At last week’s LLL meeting, a first-time pregnant mama was there to get information about breast feeding. It reminded me of how recently I was in that exact same position, and how sad it makes me that most women in the US have little to no experience with nursing before they become pregnant. I think it’s great that La Leche League is there, but I wish breastfeeding was a normal part of everyone’s life so women didn’t have to go to a special group to see it in action or get their questions answered.
But then, most Americans are divorced from the reality of all our food — its sources, unsustainability, and the lack of research on its implications for our health — so it’s no wonder that most people find nothing scary about powdered “milk” (plus more than 45 other things) in a can (some of which is being recalled, by the way, for containing beetle parts). We are a country of consumers and we are spoon fed propaganda that leads those of us who don’t learn more to believe there is nothing wrong with our food chain. We’re stuck in The Meatrix:
No wonder it’s so hard for women to successfully nurse for the recommended amount of time, when the normal for most Americans’ food is that it somehow magically appears on our grocery store shelves without any thought to source. Now I feel like “doing milk” (as we sign it around here) is an old hat, but there are always new challenges.
In our household, we try to get our food as close to the source as possible. We have gotten our veggies from a CSA for three years now, and in past years I canned and froze large amounts for winter consumption. While living in New York, we were buying only Hudson Valley milk, eggs, and cheese. We don’t buy tropical fruits, especially not bananas, and we try to eat in season. Since moving to Nantucket, we’ve been facing the realities of island living and trying to adjust our grocery buying habits to new challenges of cost and less varied local production (alas, there is no Nantucket equivalent to Ronnybrook). It’s been interesting this summer — we had some unexpected challenges (like having picked a crappy CSA) but we made it through, and now I’m starting to think about what out diet will be like over the winter and next summer.
This summer was a big one for us. We went from occasionally offering Nora plain, pureed vegetables to finger food and at least three meals per day.

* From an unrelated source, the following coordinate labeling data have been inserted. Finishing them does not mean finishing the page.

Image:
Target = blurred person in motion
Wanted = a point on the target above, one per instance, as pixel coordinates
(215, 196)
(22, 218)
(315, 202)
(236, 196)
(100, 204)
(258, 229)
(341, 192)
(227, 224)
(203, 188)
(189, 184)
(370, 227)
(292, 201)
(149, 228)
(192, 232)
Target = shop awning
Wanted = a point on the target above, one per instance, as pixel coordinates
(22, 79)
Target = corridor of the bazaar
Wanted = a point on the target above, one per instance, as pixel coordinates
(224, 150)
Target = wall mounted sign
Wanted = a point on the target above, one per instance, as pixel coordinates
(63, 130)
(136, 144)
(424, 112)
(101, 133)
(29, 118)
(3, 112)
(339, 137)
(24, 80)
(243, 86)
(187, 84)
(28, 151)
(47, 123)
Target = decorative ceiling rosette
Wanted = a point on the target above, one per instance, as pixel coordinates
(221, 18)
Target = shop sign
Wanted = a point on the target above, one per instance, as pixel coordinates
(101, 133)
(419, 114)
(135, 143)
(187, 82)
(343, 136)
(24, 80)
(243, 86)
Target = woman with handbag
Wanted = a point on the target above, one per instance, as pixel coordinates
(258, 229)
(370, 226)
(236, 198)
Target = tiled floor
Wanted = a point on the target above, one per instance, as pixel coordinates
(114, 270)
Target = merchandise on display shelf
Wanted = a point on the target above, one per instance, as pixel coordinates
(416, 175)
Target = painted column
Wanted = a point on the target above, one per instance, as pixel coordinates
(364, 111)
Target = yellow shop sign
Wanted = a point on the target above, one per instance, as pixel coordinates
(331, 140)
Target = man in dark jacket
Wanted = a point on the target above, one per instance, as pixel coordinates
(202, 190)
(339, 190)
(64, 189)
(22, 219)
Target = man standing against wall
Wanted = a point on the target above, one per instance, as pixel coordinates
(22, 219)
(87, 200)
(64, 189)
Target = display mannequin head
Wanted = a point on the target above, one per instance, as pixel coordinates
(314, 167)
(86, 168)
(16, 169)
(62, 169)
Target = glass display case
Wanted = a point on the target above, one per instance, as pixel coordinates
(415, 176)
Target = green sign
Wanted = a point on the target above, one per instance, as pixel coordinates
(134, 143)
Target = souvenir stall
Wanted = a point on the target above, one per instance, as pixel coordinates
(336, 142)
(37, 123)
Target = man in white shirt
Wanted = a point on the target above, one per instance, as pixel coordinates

Even though I think I’m pretty good at feeding myself a balanced diet, I’ll admit that it’s not always that varied (as in, Chris making a big pot of chili so I can eat it for both lunch and dinner 5 days in a row would be just fine by me) and I don’t often plan in advance. The lack of planning this summer often meant scrambling around dinner time and it also meant we ate a lot of roasted veggies. Roasted veggies with rice and beans, roasted veggies with pasta, roasted veggies with eggs, roasted veggies on salad…it provided all of the nutrients we needed, but it tasted (and felt) pretty much the same day in and day out. I’ve said before that I don’t want Nora to become a picky eater, and now that she knows how to say no, it’s time to make sure that she is exposed to as many different flavors and textures as possible. So with that in mind, I’m loosening up some of my food rules to make sure that she’s not just eating the same few things over and over, and I’m committing to my 6th housewife challenge: plan and cook complete, varied meals.
(Mostly when we stuff ourselves silly at Chris’ restaurant.)
We’re still going to eat in season — no January tomatoes for us, thank you — and emphasize local food over food with an airplane, boat, and truck carbon foot print…but we’re going to be a little bit more flexible on that one. I still won’t buy produce (bananas!) that requires a passport, but this winter we’ll be a little bit less harsh about California and Florida (since I wasn’t able to put anything up this summer). We’re going to buy things like tofu and fish more often, because Nora loves them. But the biggest difference is that I’m going to make a point to stock and use things which help turn all of our vegetables into meals with a different flavor: ginger, miso, avocado, Asian sauces, Indian spices. And, I’m going to plan meals a week in advance, before I go to the grocery store. That’s the challenging part.
I started this week for my grandma’s visit, and I have to say, I forgot how much fun it was to try new recipes. Last week, Nora and I went and picked some wild concord grapes,
which were so delicious and amazing — and nothing like the bland, tasteless things they call grapes at the grocery store — and I had a lot of fun digging up recipes for them. We had grape and apple fruit salad, grapes with home-made whipped cream, pancakes with grape syrup, and this amazing grape focaccia:
I have the rest of the grapes cooked down into juice so I can make jelly today or tomorrow. Yum.
This week, we also ate red curry vegetables, Mexican bean and corn casserole, and Rosemary Red Soup, which is not only a beautiful red color, but also super easy and ridiculously delicious.With beets, carrots, and onions, it’s perfect for fall, and because it also has red lentils in it, it’s a complete meal. (I put a little bit of rice in the bottom of the bowl.) This recipe is from Feeding the Whole Family, a cookbook I checked out from the LLL library and don’t want to give back.
So far this week, I had a lot of fun with housewife challenge #6, but it’s a challenge for a reason, so we’ll see how it plays out. Hopefully I’ll be able to stick to it so Nora can try lots of new food and I can fill up the recipe page on my site for you!